Ты не верь, государь, суетливой молве,
не считай и не помни обид…
Царь летит по Москве
                                   без царя в голове –
грязь ошмётками из-под копыт.
Меж крестами Кремля проступает луна,
льётся в чаши тягучий янтарь…
Это Курбский царю наливает вина:
– За тебя и за Русь, государь!..
Смерти нет, государь, и бессмертия нет –
только бешенство острых клинков…
Пьют за царским столом за любовь, за совет,
пьют за юность стрелецких полков.
 
 
 
   1557
 Грубый фартук прожжён
из-под молота брызжущим жаром,
а ладонь кузнеца,
как остывший металл, тяжела…
Мастер делит брусок
на стрелы узкогубое жало
и зерцало на грудь,
чтобы грудь не достала стрела.
 
Молот падает вниз,
наковальня гудит под ударом –
в слободке кузнецов
наковальни ведут разговор,
а за узкой Неглинной
литейные ставят амбары –
из Пушкарской избы
поднимается Пушечный двор.
 
Молот падает вниз…
И ножи, и щиты, и таганы
откуют мастера –
в гулких горнах душа весела –
и придут в благовест
к образам у Кузьмы и Демьяна –
к работящим святым,
покровителям их ремесла,
…И живут кузнецы,
дело вроде нехитрое зная:
бей кольцо на кольцо –
а кольчуги идут нарасхват,
но одну береги –
ту, в которой детей обнимают
и на стены идут,
торопящий услышав набат…
 
 
 
1564
 Багровый закат на пластинах слюды.
Царь окна велит распахнуть.
От первой удачи до первой беды
протоптан коротенький путь.
Лампада горит под иконой в углу,
Христос на иконе суров.
Лежит воевода на скользком полу –
любимец разбитых полков.
И бешенство можно ещё удержать,
пока не хлестнуло кнутом,
и можно совет, как бывало, собрать
за дружеским равным столом,
и слушать за кубком нескорую речь –
друзья ведь не льстят и не лгут, –
что, дескать, властитель обязан беречь
служилый и воинский люд…
 
Лежит воевода, словами соря,
бородкою плиты метёт,
лежит на столе за спиною царя
донос на больших воевод,
которых за дружеский стол соберёшь,
которым хвала и почёт…
Обычный доносец, наверное, ложь.
А в общем-то – кто разберёт…
 
А бешенство душит.

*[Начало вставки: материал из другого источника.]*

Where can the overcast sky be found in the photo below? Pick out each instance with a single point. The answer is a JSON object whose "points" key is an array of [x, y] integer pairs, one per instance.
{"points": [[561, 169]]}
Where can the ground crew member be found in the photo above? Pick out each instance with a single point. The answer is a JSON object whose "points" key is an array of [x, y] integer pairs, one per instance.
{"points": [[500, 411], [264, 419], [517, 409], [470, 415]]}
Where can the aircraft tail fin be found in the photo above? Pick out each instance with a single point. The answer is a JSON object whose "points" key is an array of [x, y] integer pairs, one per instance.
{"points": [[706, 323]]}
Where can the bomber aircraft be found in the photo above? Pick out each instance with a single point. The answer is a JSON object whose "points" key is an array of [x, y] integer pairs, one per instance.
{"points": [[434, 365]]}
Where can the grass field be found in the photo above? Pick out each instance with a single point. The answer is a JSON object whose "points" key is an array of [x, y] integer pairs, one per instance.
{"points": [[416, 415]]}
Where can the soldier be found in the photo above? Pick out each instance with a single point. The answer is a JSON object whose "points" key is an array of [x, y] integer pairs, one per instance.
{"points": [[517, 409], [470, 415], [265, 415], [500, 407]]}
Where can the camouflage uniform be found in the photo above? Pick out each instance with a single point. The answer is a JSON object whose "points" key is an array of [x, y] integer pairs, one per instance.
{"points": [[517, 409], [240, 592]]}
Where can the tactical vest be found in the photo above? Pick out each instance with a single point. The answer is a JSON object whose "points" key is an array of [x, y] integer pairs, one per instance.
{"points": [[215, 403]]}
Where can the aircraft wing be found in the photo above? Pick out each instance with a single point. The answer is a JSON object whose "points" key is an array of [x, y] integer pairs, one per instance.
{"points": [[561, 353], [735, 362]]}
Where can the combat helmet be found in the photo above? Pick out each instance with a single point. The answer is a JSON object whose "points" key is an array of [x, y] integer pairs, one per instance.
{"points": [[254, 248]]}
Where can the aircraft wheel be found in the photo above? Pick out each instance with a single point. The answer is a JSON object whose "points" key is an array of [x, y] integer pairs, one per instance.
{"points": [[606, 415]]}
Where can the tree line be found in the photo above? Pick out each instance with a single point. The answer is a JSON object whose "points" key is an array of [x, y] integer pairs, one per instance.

Икона в  углу.
Христос на иконе суров.
Лежит воевода на скользком полу –
любимец разбитых полков.
 
 
 
* * *
Я в шестнадцатый век
прихожу из татарской неволи,
из тоски полонянок,
где песен протяжная грусть,
из раздоров князей,
где обиженный, ищущий доли
половецкие сабли
в поход собирает на Русь.
 
Я в шестнадцатый век
прихожу из надменного стана,
где, под горечью дани
смиренной главою склонясь,
на княженье ярлык
из ладони великого хана
получает московский,
Орде приглянувшийся князь.
 
Тот, что земли вокруг
будет в горсть собирать по полянам,
строить белые стены –
пусть видят  из ханской дали,
здесь в Успенском соборе
монахи венчают Ивана
первым русским царём –
самодержцем лоскутной земли…
 
Тяжек царский венец.
Всё слышней шепоток за спиною,
что царице отраву
друзей подавали персты…
На январском снегу
погибают полки под Уллою –
слышит царь, как вокруг
начинают трещать лоскуты.
 
Всё отчаянней треск!
Не врагов царь боится – обмана.
Пишет письма из Польши
заклятый, изменчивый друг.
Его имя хрипя,
под кнутом умирает Шибанов…
Да поди разбери,
сколько их ещё ходит вокруг.
 
Ой, надёжа ты царь!
Приглядись – меж пружиною сжатых
государевых дел –
жизнь людская всё ниже  в цене,
вот седлает коня
неизвестный Григорий Скуратов,
трудно в рай, государь,
будет въехать на этом коне.
 
Ой, надёжа ты царь!
Ты изменную рубишь заразу.
Что там щепки считать –
на  Руси под завязку лесов.
Вот тяжёлой рукой
ты опричные вводишь указы
и спускаешь с цепи
торопливых на суд молодцов…
 
 
 
 1572
Поймут ли… осудят?..
                                  гадать не с руки…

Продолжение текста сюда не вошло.